DocumentDB is Microsoft’s newest NoSQL document database platform that runs on Azure. DocumentDB is designed keeping in mind the requirements of managing data for latest applications. This tutorial talks about querying documents using the special version of SQL supported by DocumentDB with illustrative examples.
Audience
This tutorial is designed for developers who want to get acquainted with how to query DocumentDB using a familiar Structured Query Language (SQL).
Prerequisites
It is an elementary tutorial that explains the basics of DocumentDB and there are no prerequisites as such. However, it will certainly help if you have some prior exposure to NoSQL technologies.
Overview
DocumentDB is Microsoft’s newest NoSQL document database platform that runs on Azure. In this tutorial, we will learn all about querying documents using the special version of SQL supported by DocumentDB.
NoSQL Document Database
DocumentDB is Microsoft’s newest NoSQL document database, however, when we say NoSQL document database, what precisely do we mean by NoSQL, and document database?
- SQL means Structured Query Language which is a traditional query language of relational databases. SQL is often equated with relational databases.
- It is really more helpful to think of a NoSQL database as a non-relational database, so NoSQL really means non-relational.
There are different types of NoSQL databases which include key value stores such as −
- Azure Table Storage
- Column-based stores, like Cassandra
- Graph databases, like NEO4
- Document databases, like MongoDB and Azure DocumentDB
Why SQL Syntax?
This can sound strange at first, but in DocumentDB which is a NoSQL database, we query using SQL. As mentioned above, this is a special version of SQL rooted in JSON and JavaScript semantics.
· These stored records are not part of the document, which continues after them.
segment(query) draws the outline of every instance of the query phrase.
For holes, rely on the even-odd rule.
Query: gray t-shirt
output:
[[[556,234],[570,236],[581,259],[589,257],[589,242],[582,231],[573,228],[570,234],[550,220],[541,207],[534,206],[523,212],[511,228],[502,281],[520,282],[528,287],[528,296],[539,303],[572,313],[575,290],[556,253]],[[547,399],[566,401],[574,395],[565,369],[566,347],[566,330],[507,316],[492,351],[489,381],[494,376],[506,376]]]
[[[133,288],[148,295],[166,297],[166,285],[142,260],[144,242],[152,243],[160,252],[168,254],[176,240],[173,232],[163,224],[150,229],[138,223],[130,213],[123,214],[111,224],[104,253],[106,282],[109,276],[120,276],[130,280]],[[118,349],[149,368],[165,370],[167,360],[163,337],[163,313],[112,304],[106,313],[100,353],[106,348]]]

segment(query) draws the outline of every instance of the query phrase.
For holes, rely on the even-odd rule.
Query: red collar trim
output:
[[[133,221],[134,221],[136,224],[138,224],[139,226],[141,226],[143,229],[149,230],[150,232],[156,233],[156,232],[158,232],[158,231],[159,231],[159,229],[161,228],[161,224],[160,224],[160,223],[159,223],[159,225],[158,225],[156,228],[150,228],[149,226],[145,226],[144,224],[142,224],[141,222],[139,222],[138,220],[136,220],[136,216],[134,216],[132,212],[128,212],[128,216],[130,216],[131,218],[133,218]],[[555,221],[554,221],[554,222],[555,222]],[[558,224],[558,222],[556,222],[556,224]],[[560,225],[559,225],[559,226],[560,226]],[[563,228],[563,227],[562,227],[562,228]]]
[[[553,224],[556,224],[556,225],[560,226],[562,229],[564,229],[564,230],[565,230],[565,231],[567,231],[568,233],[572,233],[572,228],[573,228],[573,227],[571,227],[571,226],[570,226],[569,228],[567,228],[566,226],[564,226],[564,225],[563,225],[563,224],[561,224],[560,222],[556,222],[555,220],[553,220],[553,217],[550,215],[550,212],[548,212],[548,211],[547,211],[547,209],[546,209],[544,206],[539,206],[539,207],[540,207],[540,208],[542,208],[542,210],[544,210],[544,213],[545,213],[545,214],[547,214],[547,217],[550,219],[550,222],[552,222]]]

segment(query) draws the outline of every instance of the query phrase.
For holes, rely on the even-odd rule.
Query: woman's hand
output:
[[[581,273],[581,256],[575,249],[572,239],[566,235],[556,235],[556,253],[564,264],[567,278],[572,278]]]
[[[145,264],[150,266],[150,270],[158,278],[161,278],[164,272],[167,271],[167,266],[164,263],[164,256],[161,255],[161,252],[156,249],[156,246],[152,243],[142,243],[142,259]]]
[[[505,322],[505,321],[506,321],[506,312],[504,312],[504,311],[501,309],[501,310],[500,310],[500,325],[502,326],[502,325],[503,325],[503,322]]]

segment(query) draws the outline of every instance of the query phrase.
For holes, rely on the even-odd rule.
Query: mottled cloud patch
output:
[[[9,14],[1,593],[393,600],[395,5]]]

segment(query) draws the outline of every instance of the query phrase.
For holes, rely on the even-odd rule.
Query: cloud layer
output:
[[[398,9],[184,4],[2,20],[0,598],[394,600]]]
- SQL is just a language, but it’s also a very popular language that’s rich and expressive. Thus, it definitely seems like a good idea to use some dialect of SQL rather than come up with a whole new way of expressing queries that we would need to learn if you wanted to get documents out of your database.
- SQL is designed for relational databases, and DocumentDB is a non-relational document database. DocumentDB team has actually adapted the SQL syntax for the non-relational world of document databases, and this is what is meant by rooting SQL in JSON and JavaScript.
- The language still reads as familiar SQL, but the semantics are all based on schemafree JSON documents rather than relational tables. In DocumentDB, we will be working with JavaScript data types rather than SQL data types. We will be familiar with SELECT, FROM, WHERE, and so on, but with JavaScript types, which are limited to numbers and strings, objects, arrays, Boolean, and null are far fewer than the wide range of SQL data types.
- Similarly, expressions are evaluated as JavaScript expressions rather than some form of T-SQL. For example, in a world of denormalized data, we’re not dealing with the rows and columns, but schema-free documents with hierarchal structures that contain nested arrays and objects.
How does SQL Work?
The DocumentDB team has answered this question in several innovative ways. Few of them are listed as follows −
- First, assuming you’ve not changed the default behavior to automatically index every property in a document, you can use dotted notation in your queries to navigate a path to any property no matter how deeply nested it may be within the document.
- You can also perform an intra-document join in which nested array elements are joined with their parent element within a document in a manner very similar to the way a join is performed between two tables in the relational world.
- Your queries can return documents from the database as it is, or you can project any custom JSON shape you want based on as much or as little of the document data that you want.
- SQL in DocumentDB supports many of the common operators including −
- Arithmetic and bitwise operations
- AND and OR logic
- Equality and range comparisons
- String concatenation
- The query language also supports a host of built-in functions.